Epilogue
To walk. I have gone about on this Earth, enjoying freedoms, making mistakes, striking back against my own fears, and, dear reader, I’ve been led. Walking brought about healing to my injuries and taught me how not to run.
The aching spine sometimes reminds me that overcoming is not a one-time task. But whenever I find myself two steps back, I am reminded of that first lesson in Salsa’s basic, and I know in a moment, I’ll be stepping forward again.
She told me my life as I knew it, or maybe as I wanted it to be, was over, and that it was time for a change. I cursed her words in the beginning, but have since learned that her prognosis was actually my greatest opportunity. She simultaneously showed me that I had everything and nothing to lose. The diagnosis (I will not label it ‘my’ diagnosis as I refuse to take ownership) broke my stride, but in doing so, it forced me back to the before: before the injury, before the pivot, before the unveiling, before me.
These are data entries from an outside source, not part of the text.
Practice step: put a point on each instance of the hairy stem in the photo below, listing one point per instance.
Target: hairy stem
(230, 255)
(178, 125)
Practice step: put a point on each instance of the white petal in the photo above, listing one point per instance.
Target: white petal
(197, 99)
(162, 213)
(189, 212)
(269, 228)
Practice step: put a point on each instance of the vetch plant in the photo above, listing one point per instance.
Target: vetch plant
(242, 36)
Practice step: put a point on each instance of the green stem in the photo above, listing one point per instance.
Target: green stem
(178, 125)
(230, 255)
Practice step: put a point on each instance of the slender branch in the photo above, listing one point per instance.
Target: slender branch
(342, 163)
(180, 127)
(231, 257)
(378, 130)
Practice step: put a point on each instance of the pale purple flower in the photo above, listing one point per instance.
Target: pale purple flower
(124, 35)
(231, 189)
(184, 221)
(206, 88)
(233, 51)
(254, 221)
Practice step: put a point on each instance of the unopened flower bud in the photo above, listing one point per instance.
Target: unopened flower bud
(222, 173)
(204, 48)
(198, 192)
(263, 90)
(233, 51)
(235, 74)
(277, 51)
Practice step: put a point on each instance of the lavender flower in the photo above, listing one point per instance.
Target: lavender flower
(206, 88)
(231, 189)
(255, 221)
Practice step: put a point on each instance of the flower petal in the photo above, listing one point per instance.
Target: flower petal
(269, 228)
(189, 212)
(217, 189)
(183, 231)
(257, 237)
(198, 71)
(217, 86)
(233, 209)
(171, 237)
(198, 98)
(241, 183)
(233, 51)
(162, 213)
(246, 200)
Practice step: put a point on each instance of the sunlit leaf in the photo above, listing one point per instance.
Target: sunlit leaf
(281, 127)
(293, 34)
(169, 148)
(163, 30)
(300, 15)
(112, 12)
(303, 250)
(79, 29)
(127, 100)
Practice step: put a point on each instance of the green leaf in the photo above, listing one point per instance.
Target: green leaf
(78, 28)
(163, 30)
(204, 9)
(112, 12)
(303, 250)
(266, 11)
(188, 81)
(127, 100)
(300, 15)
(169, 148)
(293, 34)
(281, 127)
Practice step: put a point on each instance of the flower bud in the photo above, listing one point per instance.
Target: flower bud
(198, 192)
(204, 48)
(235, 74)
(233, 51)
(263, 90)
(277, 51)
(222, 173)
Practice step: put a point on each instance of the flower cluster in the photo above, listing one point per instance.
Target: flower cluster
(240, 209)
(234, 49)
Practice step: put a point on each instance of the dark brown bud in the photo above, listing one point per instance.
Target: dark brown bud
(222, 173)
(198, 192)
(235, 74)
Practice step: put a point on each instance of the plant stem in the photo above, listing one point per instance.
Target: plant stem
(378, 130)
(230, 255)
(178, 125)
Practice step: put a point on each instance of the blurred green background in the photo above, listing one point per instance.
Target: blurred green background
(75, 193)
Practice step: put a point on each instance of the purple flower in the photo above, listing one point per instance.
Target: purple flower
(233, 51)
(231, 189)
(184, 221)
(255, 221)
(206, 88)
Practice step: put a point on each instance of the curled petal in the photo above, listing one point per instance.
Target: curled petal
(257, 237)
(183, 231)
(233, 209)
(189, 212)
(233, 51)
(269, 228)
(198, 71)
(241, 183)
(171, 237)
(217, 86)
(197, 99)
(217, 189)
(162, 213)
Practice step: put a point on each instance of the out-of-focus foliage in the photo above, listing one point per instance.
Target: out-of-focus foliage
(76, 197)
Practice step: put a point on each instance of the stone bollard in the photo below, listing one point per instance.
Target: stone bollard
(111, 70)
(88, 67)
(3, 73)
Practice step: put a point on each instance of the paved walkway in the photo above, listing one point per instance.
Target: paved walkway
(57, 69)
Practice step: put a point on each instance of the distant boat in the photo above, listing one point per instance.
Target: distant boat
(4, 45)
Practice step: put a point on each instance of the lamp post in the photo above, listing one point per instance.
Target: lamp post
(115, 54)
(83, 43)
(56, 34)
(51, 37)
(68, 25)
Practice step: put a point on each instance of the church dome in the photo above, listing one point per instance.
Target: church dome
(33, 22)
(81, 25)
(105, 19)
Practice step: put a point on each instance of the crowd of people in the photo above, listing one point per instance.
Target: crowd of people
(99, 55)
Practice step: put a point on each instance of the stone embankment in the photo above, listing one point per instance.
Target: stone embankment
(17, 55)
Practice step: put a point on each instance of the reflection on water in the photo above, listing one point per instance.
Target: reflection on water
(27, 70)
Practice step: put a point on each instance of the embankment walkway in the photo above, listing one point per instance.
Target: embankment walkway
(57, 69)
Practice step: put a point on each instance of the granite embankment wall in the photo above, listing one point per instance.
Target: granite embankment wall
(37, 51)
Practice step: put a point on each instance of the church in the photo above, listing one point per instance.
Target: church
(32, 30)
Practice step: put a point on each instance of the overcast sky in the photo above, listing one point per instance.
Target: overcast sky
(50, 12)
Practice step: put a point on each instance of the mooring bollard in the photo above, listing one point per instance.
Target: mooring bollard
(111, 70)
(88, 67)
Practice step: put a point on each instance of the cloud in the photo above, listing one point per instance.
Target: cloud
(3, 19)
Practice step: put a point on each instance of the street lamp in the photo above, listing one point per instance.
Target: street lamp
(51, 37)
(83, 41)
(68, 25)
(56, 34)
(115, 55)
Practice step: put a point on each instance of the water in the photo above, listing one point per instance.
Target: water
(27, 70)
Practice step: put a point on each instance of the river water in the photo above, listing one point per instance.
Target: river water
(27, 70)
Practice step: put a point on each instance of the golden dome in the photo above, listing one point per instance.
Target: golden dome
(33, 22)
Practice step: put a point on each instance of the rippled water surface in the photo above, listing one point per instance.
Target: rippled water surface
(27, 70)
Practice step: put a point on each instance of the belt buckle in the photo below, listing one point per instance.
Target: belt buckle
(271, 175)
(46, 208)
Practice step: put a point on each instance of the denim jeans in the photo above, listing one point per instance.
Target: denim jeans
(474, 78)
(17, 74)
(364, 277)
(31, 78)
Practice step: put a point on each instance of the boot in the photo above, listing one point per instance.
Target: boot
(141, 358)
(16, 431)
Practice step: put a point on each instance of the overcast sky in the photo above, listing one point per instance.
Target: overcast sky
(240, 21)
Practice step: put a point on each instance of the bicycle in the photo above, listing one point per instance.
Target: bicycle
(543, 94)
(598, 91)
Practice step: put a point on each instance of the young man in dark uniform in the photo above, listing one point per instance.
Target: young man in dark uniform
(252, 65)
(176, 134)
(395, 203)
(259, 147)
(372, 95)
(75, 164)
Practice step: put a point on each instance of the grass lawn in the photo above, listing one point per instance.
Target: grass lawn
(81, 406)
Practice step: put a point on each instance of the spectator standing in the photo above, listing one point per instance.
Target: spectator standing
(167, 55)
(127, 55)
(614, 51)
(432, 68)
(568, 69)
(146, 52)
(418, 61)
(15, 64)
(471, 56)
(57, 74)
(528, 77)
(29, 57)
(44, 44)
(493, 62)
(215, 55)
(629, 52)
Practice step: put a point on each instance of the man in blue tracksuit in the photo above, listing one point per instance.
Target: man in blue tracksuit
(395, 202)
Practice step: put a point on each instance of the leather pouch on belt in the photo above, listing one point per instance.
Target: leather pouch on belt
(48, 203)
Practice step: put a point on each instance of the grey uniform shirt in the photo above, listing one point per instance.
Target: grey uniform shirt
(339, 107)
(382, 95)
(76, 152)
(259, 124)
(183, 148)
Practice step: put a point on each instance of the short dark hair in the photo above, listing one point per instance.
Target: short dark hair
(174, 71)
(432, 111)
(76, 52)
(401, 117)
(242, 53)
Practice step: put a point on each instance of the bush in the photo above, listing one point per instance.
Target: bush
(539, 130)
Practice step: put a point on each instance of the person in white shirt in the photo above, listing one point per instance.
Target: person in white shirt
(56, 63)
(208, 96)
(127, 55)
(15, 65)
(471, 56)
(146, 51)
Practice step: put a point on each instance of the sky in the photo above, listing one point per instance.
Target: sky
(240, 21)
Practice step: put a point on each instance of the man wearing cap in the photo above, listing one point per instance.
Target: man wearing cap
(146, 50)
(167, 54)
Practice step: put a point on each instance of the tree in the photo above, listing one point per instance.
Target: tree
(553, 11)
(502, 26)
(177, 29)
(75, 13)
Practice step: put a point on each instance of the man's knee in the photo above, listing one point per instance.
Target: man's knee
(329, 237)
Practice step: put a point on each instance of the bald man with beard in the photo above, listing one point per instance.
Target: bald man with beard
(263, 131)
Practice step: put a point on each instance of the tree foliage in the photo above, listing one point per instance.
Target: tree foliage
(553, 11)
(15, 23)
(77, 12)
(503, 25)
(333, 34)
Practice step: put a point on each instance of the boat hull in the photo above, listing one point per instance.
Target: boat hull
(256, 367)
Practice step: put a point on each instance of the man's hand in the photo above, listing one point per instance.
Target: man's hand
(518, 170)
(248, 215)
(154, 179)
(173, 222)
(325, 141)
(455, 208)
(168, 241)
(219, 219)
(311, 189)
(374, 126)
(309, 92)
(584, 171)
A culprit I now know as a powerful nerve, weakened by those thoracic wounds, plagued my physical existence. But eventually, it alerted me to my greatest actual, curable impairment. For years my synapses misfired, not realizing that no matter how hard I tried to do better, be better, love and be loved, I would forever miss the mark. That nerve, which I failed to understand for years, is the guide for many systems in this body and, when functioning most flawlessly in its host, succeeds in effective communication.
I thought I was a skilled communicator, a powerful communicator, in fact. But my words, the words I spoke to myself and others, weren’t always precisely accurate. They were carefully chosen by me for endless situations, but always with at least a hint of those chameleon skills I’d mastered long ago.
They weren’t exactly lies, but they weren’t exactly truth either. And there was no malicious intent, at least not on my part. I just couldn’t see it before. Dance gave me the vision, even when blindfolded, to see what I’d been missing. Friendship brought about a better understanding of what I’d seen and would eventually see more clearly.
It was the connection.
Although I had regularly strived for outward connection, in my profession, in relationships, and, of course, in dance, I hadn’t really addressed the connection within. It was my return to dance and the dancers who unconditionally accepted me into their world that helped me understand how to truly fix broken vessels, bent communications, and how to reconnect to me.
I found strength in dance. I found friends in dance. I found me in dance.
My chapters in dance not only prepared me for the chapter that followed, but also for the chapter that none of us expected, the one that shut us all down.
And despite the business of career, a world in chaos, and temporary setbacks along the path to health and healing, I’ll never really stopped dancing.
I find myself dancing every day, in fact. Not in the way I used to. I don’t attend classes anymore, save that one remote opportunity well-placed after a few weeks of cabin fever, and I don’t venture out to socials in the DMV or anywhere else really. That was a different time and served a different purpose for me. I’m not saying I’ll never do it again. I mean really, if dance taught me anything, and we know it taught me quite a bit, it was that I could never really predict what comes next. I just had to decisively take one step, and another would inevitably follow. And I’d be walking again. Not running. Nope. I don’t run anymore.
I prefer to walk. And my present walks don’t include that fear I was so accustomed to bringing along. That fear belongs to my past.
My present is filled with unplanned dances and private socials: when a song prompts foot action while washing dishes or folding laundry; on a trek about my neighborhood when I catch myself in a Kizomba step, instead of just an average stride, and passersby chuckle…or join in (I have great neighbors); or on a video chat with my Besties that turns quickly into a dance party when the tunes of our youth prompt nostalgic movements (yes, I’ve been known to break out a robot move or running man).
As I said in the beginning of all of this, this is my story, but at least a little of it may be your story too. I hope I did you justice. I hope you all see pieces of yourselves in these pages. And I hope, now that it’s been written, that you all understand how much your friendship has meant to me.
Those choices we make each day, those rights and wrongs, I still see them. But in my present, they now appear more like the dancers who brought me back into this life, follows on my right and leads to the left. No matter the choice I make, or you make, it’s still just a dance.
And for all of you who made this dance so extraordinary, thank you. I have no regrets.
Well, maybe just one. I never learned Spanish.
But you taught me a universal language, a language that has allowed me to move through this life more beautifully, more contently, more honestly. I know exactly who I am. I am a follow. I am a lead. And each one of my steps is my own. And with each of those steps, I still hear that music playing.
And I remember every dance.
But it’s time for a new dance…let’s go.